General characteristics
- Class & type: Lighter Aboard Ship (LASH) Barge Carrier - C8-S-81b
- Displacement: 44,610 tons
- Length: 893 ft 0 in (272.19 m)
- Beam: 100 ft 0 in (30.48 m)
- Draft: 38 ft 0 in (11.58 m)
- Propulsion: Steam turbine, single propeller
- Speed: 18.7 kn (21.5 mph; 34.6 km/h)
- Capacity: 77 barges
- Complement: Full Operational Status: 31 civilian mariners
- Armament: None
- Aviation facilities: None

= SS Cape Florida =

SS Cape Florida (AK-5071) was laid down 29 December 1969, as SS LASH Turkiye, a United States Maritime Administration type (C8-S-81b) hull under Maritime Administration contract (MA 229) at Avondale Industries Corp., New Orleans. She was launched, 10 October 1970 and delivered to the Maritime Administration, 12 September 1973, for operation by Prudential Grace Line. She was acquired by Delta Line and initially renamed SS Delta Caribe and subsequently SS American Caribe. She was reacquired by the Maritime Administration for assignment to the Ready Reserve Fleet (RRF) on 17 February 1987 where she was berthed at Beaumont, Texas.
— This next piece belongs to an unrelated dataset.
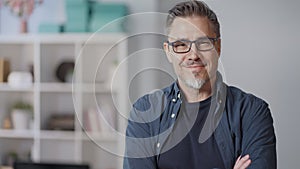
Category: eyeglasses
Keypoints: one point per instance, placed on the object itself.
(184, 46)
When activated Cape Florida was assigned to the Military Sealift Command (MSC) as one of the Military Sealift Command's four LASH Ready Reserve Force Ships and could be activated in 10 days. She was removed from MSC control, withdrawn from the RRF by reassignment to the National Defense Reserve Fleet, 28 July 2006. On 6 July 2020, the contract for dismantling Cape Florida was awarded to International Shipbreaking Ltd. She arrived at Brownsville, Texas on 13 August of the same year to begin scrapping, with the process expected to be completed by early 2021.